1. "As we returned from the restroom, my 4-year-old announced to the entire restaurant that I did a good job wiping my 'fagina.'"
2. "When I was 4, I decided that the display toilets at Home Depot were real toilets. My poor mom."
3. "I was pulled over for speeding. When the cop came up to my window, my 5-year-old son looked him in the eyes and sang, 'Bad boys, bad boys/Whatcha gonna do?'"
4. “At our local pet shop my 3-year-old couldn’t see up into a fish tank, so she climbed atop an empty fish tank to get a better view — and broke not only the empty fish tank she was stepping on but the full fish tank above.”
5. "We used airline miles to upgrade our tickets to first class. After we boarded the airplane, my son yelled, 'We're first class, you're second class!' as the coach passengers went by."
6. "We were at a really nice Greek restaurant when my 6-year-old daughter scooted over to a sculpture of a Greek God, touched its nether regions, and hollered, 'Daddy, look! A penis!'"
7. "My son's father works at a grocery store chain, so anytime we go to one of their stores and my son sees a man in the same uniform, he screams out, 'Dada!' I always have to tell him, 'That's not your dada.' The workers give me lots of strange looks."
8. "In a quiet store, my 4-year-old shouted that the man next to us was going to go to heaven soon because he was very old and his face was all 'moldy.'"
9. "My mom told me that when I was younger I'd go sit with random people and start eating their bread if our table didn't have any yet."
10. "I was flying with my 3-year-old son to San Francisco when the plane had a rough landing. Everyone was silent — sort of in shock — except my toddler who screamed, 'What the fuck? That driver is driving like a crazy person!'"
11. "My stepdaughter loudly asked in public why I wear little tiny panties (thongs) and her other mom wears big panties!"

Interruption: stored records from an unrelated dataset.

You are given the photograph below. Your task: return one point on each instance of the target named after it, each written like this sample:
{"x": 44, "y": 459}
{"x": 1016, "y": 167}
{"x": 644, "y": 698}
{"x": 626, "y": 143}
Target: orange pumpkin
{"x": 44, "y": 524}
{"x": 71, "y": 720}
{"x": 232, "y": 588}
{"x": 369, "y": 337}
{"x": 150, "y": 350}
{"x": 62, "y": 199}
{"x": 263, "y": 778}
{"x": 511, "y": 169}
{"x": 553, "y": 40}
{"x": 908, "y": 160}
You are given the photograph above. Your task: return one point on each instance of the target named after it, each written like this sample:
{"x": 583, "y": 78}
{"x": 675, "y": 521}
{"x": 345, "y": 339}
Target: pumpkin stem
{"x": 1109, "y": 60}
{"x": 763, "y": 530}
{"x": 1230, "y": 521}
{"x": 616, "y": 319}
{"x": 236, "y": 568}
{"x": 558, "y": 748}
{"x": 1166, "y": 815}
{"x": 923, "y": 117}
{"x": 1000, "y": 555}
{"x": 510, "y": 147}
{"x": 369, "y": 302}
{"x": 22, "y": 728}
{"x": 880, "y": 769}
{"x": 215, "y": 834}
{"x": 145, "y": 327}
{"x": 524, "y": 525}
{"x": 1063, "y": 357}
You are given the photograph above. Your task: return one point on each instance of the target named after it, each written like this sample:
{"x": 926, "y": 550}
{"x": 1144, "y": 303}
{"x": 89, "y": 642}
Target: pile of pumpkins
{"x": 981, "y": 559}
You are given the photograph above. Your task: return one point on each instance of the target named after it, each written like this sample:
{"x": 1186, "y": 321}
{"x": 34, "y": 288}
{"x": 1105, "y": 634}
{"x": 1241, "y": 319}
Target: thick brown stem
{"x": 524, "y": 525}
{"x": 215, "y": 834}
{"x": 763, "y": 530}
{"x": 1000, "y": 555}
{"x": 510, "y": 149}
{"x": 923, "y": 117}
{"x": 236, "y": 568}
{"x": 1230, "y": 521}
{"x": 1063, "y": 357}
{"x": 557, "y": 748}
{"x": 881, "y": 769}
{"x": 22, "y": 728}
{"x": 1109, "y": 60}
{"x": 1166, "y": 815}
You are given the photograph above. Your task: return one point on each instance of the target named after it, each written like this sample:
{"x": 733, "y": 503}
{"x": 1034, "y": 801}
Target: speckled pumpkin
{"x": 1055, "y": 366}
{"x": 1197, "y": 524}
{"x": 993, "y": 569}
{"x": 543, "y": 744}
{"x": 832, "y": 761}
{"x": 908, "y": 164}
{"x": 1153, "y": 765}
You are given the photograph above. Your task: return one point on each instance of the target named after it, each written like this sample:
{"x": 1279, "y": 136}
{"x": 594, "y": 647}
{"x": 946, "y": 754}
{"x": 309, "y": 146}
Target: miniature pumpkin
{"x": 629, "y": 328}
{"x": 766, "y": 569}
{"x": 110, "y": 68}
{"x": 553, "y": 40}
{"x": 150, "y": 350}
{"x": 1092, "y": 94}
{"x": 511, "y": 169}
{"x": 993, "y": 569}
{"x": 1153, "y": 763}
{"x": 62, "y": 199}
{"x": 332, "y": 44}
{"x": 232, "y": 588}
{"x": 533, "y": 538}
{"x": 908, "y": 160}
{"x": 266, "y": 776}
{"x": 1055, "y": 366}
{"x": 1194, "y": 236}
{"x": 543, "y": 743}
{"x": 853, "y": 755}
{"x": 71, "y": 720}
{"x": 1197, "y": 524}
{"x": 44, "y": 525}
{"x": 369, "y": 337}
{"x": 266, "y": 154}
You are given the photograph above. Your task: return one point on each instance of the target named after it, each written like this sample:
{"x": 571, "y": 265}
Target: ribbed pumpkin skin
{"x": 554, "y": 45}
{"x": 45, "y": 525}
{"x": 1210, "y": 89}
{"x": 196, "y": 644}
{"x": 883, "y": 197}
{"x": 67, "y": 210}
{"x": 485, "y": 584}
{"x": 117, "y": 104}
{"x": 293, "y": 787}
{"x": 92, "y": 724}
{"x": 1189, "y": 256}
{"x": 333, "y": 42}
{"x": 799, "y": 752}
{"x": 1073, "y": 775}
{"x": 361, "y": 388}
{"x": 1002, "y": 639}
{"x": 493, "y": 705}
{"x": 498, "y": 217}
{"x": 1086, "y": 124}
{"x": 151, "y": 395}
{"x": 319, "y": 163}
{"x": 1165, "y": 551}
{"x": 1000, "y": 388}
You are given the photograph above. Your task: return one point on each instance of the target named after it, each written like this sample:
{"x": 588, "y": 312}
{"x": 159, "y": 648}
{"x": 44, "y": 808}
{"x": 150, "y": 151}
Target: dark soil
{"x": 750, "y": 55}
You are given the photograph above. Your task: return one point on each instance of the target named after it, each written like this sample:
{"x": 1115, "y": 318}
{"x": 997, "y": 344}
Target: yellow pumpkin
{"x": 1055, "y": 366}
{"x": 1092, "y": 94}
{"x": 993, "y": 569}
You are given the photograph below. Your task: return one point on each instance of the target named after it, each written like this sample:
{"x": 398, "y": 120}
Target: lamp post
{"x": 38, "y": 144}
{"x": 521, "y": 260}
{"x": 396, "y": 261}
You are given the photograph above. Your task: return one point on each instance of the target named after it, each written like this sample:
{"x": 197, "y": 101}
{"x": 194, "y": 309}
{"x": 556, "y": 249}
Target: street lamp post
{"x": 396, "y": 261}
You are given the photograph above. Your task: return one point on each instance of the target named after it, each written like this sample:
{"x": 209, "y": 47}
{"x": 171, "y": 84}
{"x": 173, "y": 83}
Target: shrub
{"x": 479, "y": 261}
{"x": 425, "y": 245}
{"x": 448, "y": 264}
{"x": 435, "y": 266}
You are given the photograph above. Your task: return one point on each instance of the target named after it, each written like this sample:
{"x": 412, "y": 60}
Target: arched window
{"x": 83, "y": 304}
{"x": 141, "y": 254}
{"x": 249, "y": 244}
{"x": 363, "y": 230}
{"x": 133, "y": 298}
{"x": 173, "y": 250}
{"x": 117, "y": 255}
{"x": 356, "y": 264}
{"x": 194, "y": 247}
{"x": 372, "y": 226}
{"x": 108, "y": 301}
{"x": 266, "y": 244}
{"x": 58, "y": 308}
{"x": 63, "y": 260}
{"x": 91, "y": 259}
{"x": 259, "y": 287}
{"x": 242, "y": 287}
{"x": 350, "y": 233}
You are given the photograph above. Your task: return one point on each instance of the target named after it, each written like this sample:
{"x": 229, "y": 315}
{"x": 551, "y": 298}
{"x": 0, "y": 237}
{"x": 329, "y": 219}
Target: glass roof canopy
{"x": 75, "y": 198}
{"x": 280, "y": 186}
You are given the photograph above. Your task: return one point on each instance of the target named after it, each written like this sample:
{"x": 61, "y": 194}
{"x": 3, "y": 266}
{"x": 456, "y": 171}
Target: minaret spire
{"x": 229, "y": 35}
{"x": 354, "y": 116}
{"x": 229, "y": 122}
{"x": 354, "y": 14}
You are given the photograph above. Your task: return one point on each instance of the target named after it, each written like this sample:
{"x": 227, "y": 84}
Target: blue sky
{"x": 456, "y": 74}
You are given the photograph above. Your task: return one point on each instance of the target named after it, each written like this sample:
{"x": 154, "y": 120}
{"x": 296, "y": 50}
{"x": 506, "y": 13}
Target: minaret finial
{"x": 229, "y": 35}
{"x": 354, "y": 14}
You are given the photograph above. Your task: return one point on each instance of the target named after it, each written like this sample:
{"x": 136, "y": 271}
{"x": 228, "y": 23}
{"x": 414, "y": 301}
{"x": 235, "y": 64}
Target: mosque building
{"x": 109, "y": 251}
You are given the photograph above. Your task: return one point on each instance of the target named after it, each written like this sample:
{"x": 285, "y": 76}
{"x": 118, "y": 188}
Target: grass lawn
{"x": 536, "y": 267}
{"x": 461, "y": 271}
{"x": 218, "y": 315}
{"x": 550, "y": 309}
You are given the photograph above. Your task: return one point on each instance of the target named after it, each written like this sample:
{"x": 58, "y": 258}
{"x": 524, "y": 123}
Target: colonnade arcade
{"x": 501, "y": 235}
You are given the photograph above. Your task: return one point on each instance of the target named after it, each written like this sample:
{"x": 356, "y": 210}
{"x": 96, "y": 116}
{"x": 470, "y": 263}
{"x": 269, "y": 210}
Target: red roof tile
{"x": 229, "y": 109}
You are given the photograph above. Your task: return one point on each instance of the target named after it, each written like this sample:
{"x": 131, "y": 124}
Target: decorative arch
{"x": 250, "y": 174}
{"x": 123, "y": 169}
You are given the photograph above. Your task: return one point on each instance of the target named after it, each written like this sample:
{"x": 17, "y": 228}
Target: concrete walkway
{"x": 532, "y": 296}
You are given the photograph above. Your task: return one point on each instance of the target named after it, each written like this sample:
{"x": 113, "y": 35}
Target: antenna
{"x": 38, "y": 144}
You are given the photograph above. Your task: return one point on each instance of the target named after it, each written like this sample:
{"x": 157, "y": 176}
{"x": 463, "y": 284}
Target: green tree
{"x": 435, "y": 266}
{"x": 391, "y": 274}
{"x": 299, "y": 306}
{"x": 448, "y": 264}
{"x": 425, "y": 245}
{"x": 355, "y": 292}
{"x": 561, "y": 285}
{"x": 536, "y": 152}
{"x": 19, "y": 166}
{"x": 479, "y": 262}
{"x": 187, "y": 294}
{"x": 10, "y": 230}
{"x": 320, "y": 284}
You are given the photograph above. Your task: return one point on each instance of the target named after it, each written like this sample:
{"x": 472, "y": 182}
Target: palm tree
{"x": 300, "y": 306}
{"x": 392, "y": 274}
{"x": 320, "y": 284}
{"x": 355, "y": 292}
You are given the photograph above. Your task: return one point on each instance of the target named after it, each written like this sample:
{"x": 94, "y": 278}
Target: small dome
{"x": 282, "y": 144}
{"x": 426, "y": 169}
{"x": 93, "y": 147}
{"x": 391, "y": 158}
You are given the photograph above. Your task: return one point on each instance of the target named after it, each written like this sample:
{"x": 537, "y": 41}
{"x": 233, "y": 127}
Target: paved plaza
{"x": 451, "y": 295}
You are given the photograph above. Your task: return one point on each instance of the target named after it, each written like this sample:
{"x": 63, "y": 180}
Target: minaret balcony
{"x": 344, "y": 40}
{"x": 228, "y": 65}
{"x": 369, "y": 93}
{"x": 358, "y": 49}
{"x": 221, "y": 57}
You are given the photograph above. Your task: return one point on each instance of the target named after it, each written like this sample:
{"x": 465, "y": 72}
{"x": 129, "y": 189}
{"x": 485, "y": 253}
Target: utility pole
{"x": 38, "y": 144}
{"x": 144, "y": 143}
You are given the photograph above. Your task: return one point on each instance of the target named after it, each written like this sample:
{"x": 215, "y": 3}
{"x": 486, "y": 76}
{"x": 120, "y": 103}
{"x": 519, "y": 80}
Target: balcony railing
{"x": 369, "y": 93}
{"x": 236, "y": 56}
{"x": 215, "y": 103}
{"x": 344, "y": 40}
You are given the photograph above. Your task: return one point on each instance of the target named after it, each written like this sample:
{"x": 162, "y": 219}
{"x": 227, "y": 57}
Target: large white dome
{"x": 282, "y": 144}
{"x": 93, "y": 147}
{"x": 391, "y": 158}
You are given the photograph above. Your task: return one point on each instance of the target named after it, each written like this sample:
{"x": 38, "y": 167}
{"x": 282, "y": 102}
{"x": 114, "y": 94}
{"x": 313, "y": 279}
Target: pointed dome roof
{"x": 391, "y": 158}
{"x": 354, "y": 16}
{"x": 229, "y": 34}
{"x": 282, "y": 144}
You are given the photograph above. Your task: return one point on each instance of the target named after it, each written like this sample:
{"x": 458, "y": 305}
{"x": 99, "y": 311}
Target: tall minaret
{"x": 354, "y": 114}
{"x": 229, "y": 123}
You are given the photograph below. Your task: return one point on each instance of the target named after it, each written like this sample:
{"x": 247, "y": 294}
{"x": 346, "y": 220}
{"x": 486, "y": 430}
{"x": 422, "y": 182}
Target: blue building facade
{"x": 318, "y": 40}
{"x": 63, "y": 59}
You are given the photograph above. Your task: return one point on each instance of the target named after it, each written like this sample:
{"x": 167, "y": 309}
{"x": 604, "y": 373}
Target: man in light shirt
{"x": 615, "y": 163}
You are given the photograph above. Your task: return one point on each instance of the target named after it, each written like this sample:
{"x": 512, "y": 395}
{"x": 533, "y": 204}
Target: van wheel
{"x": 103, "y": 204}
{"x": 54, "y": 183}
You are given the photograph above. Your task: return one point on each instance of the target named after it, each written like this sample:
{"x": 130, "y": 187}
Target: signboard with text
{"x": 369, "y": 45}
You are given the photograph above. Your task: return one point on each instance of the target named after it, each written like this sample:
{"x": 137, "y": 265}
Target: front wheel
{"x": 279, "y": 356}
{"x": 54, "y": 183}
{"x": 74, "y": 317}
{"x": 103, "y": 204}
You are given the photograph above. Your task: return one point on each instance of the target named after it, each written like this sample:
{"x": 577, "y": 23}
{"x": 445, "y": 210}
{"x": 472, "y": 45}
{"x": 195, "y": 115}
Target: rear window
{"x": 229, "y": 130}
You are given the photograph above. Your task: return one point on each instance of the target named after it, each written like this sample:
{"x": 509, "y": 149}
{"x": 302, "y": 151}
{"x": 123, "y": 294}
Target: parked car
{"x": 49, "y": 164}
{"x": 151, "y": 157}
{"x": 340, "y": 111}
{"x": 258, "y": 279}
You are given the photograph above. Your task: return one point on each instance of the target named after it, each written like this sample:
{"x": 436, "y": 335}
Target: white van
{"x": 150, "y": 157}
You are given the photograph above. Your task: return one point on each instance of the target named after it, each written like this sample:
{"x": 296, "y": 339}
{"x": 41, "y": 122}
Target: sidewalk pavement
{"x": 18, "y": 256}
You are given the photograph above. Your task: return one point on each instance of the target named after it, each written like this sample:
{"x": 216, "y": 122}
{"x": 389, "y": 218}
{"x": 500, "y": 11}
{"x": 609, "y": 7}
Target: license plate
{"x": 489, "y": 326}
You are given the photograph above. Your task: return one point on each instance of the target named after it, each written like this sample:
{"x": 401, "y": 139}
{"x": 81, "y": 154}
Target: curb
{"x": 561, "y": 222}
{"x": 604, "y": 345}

12. "At the grocery store my 3-year-old asked for a cantaloupe. When I told him to wait a minute he yelled, 'Get me the cantaloupe, bastard!' Everyone turned to stare like I was a horrible parent."
13. "She was so mortified we made her out to look like a crazy alcoholic who chose booze over her kids.”
14. “My mother's favorite story to tell: When I was three I saw a pregnant woman and asked her, 'Did you know that your baby will fall out of your vagina?'”
15. "I'd repeatedly told my 5-year-old NOT to stick her hand in the ostrich cage. About five minutes later, I heard her scream. The ostrich had bit her hand. I got so many dirty looks from other parents."
16. My 3-year-old daughter and I were waiting for boba drinks when this lady came in wearing super-tight, semi-sheer leggings. My daughter yelled, "MOM I CAN SEE HER BUTT. EW CACA BUTT. HEY, LADY, PUT YOUR BUTT AWAY!"
17. "I took my 15-month-old son to the grocery store where a sweet old lady told him how cute he was. His response? He reached into his diaper and handed her a fresh turd.”
18. "We were driving through our new neighborhood when we noticed EMTs bringing our elderly neighbor out of her home on a stretcher. My daughter leaned out the window and yelled, "IS SHE DEAD?!?! SHE LOOKS DEAD!! YOU GUYS BETTER HURRY BECAUSE YOU DON'T GOT MUCH TIME!!!"
Note: Some submissions have been edited for length and/or clarity.